Natural language explanations (NLEs) are commonly used to provide plausible free-text explanations of a model's reasoning about its predictions. However, recent work has questioned their faithfulness, as they may not accurately reflect the model's internal reasoning process regarding its predicted answer. In contrast, highlight explanations--input fragments critical for the model's predicted answers--exhibit measurable faithfulness. Building on this foundation, we propose G-Tex, a Graph-Guided Textual Explanation Generation framework designed to enhance the faithfulness of NLEs. Specifically, highlight explanations are first extracted as faithful cues reflecting the model's reasoning logic toward answer prediction. They are subsequently encoded through a graph neural network layer to guide the NLE generation, which aligns the generated explanations with the model's underlying reasoning toward the predicted answer. Experiments on T5 and BART using three reasoning datasets show that G-Tex improves NLE faithfulness by up to 12.18% compared to baseline methods. Additionally, G-Tex generates NLEs with greater semantic and lexical similarity to human-written ones. Human evaluations show that G-Tex can decrease redundant content and enhance the overall quality of NLEs. Our work presents a novel method for explicitly guiding NLE generation to enhance faithfulness, serving as a foundation for addressing broader criteria in NLE and generated text.

Paper Structure

This paper contains 46 sections, 6 equations, 3 figures, 17 tables.

Figures (3)

  • Figure 1: Faithfulness comparison between a self-rationalization model without (top) and with (bottom) the proposed G-Tex. Highlight explanations reveal the model's reasoning behind the predicted label with high faithfulness.
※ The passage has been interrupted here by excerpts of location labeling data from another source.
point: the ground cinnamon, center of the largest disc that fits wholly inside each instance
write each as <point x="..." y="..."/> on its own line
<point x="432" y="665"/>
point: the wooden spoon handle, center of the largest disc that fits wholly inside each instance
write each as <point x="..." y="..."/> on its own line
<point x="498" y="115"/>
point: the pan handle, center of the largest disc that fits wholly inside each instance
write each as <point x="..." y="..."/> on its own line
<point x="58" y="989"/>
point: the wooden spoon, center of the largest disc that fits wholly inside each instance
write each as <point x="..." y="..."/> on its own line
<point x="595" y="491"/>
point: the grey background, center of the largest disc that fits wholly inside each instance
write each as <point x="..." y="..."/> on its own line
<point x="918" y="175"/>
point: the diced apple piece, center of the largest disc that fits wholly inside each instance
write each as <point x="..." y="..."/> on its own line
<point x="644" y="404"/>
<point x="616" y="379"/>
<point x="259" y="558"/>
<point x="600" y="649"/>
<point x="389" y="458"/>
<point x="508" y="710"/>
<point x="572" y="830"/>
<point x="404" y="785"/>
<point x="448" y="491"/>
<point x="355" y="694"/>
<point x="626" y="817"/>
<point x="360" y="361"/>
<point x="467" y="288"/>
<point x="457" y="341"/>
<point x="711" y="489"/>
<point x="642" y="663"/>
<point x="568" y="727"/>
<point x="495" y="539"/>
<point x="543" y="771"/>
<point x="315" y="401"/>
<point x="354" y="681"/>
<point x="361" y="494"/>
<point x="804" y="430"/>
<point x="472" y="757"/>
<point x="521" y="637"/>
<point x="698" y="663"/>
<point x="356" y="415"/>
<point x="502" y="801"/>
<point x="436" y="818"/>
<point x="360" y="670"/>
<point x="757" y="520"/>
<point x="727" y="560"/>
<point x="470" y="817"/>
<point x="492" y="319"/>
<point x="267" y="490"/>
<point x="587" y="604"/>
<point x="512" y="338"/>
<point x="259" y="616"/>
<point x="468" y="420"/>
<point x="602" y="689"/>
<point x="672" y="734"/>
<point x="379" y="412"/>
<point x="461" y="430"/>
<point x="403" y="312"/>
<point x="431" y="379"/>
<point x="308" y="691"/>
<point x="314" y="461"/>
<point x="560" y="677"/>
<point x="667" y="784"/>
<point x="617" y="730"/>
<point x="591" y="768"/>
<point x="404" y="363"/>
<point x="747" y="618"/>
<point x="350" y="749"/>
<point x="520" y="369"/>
Without G-Tex, these important tokens are omitted in the NLE while G-Tex guides the model to incorporate them in the generated NLE.
  • Figure 2: Illustration of our framework G-Tex, which consists of four key steps: (1) We train a base model such as T5 using the task-specific dataset for label prediction (§\ref{['sec:post_hoc_explanation_and_predicted_label:method']}). (2) We extract three types of highlight explanations from the trained model (§\ref{['sec:post_hoc_explanation_and_predicted_label:method']}). (3) We construct the graph structure based on the highlight explanations (§\ref{['sec:post_hoc_explanation_as_graph:method']}) (4) We integrate the graph structure into the model with a GNN layer (§\ref{['sec:Graph_Neural_Network_Layer:method']}, §\ref{['sec:integrate_gnn:method']}) and fine-tune the overall model for label prediction and NLE generation (§\ref{['sec:self-Rationalization_label:method']}).
  • Figure 3: We generate three different types of post-hoc highlight explanations and use them to construct graph structures guiding the NLE generation within our framework. For simplicity, we present only a subset of the explanations for each type.